The mysteries of a very ancient and massive black hole are being unraveled using NASA's James Webb Space Telescope (JWST).

This supermassive black hole, found in the center of a galaxy named J1120+0641, was already one billion times as massive as our sun when the universe was only 770 million years old, according to anew paper in the journal Nature Astronomy.

This galaxy was discovered in 2011, but exactly how this black hole reached such a gargantuan mass in the infancy of the universe has mystified scientists ever since.

Artist's impression of the bright core region of a quasar. An ancient supermassive black hole powering a distant quasar is much larger than we'd expect considering the young age of the universe, Artist's impression of the bright core region of a quasar. An ancient supermassive black hole powering a distant quasar is much larger than we'd expect considering the young age of the universe, T. Müller / MPIA

The universe is thought to have begun as an extremely hot and dense point—called a singularity—around 13.8 billion years ago. Eventually, after expanding and cooling for hundreds of thousands of years, gravity pulled together matter to form galaxies, clusters of galaxies, and large-scale structures.

In the center of many galaxies live supermassive black holes, which are giant black holes with masses up to billions of times that of our sun: the one at the center of our Milky Way, named Sagittarius A*, has a mass of about 4 million solar masses. As matter falls into a black hole, it grows larger and larger, and collisions of galaxies can lead to the formation of even larger supermassive black holes through the merger of their central black hole. However, their growth is limited by the radiation they emit as they gobble up matter: if the black hole accretes too rapidly, the radiation pressure can push material away, limiting further growth.

These hungry supermassive black holes can power quasars, which are among the brightest and most energetic objects in the universe, by eating up enough gas and dust to become active galactic nuclei.

J1120+0641 has a quasar at its center, but astrophysicists are unclear how such a powerful and massive supermassive black hole existed in the first billion years of the universe's existence.

"J1120+0641's accretion structures must have assembled very quickly, as they appear fully 'mature' less than 760 Myr after the Big Bang," the researchers wrote in the paper.

Several explanations have been put forward by scientists over the years to explain how ancient black holes became so large, including theories that these early black holes were more efficient feeders than modern black holes, or that their masses have been overestimated by scientists due to the presence of dust. This new paper discounts one of the major theories put forward to explain these large ancient black holes using data collected by the JWST.
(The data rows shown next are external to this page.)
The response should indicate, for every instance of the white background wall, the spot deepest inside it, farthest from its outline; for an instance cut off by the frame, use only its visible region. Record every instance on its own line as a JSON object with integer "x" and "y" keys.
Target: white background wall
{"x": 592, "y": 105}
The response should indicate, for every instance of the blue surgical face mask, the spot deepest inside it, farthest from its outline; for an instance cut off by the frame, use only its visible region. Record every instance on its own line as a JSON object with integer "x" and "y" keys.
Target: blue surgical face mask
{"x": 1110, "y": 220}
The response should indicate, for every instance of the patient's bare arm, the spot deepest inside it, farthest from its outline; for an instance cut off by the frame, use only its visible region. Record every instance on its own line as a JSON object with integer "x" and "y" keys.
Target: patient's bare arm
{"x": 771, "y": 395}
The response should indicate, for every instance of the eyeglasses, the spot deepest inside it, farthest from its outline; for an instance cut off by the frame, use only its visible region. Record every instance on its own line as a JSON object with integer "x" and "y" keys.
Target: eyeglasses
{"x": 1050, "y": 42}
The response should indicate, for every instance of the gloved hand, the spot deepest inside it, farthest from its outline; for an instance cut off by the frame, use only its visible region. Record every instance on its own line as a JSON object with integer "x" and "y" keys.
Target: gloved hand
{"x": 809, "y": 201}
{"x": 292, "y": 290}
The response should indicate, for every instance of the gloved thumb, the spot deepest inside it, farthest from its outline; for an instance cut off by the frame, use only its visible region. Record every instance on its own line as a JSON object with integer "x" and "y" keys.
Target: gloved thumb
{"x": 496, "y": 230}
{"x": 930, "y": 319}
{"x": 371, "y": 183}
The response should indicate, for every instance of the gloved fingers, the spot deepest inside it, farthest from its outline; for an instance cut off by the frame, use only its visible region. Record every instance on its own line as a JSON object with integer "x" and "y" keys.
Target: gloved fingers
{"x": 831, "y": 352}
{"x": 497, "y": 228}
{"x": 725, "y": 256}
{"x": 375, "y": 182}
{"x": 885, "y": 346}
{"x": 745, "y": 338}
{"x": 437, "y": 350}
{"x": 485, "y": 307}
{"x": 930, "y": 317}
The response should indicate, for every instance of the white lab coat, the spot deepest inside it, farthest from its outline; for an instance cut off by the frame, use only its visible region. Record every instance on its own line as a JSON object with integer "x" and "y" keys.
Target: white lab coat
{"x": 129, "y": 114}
The JWST observations found that the large rotating donut-shaped cloud of dust surrounding the supermassive black hole is much the same as seen in other modern supermassive black holes. This implies that the feeding mechanism of the ancient black hole is the same as those today, meaning that the size of supermassive black holes at the universe's birth cannot be explained by them feeding more efficiently.

Additionally, they found that there was no additional dust surrounding the ancient black hole that could be leading to an overestimation of its mass.

The researchers did discover that the dust surrounding the ancient black hole was slightly warmer than the dust around modern quasars, however.

"Overall, the new observations only add to the mystery: Early quasars were shockingly normal. No matter in which wavelengths we observe them, quasars are nearly identical at all epochs of the Universe," paper co-author Sarah Bosman, a post-doctoral researcher at the Max Planck Institute for Astronomy (MPIA) and member of the MIRI European consortium, said in a statement.

Therefore, this cosmic conundrum remains unsolved—for now.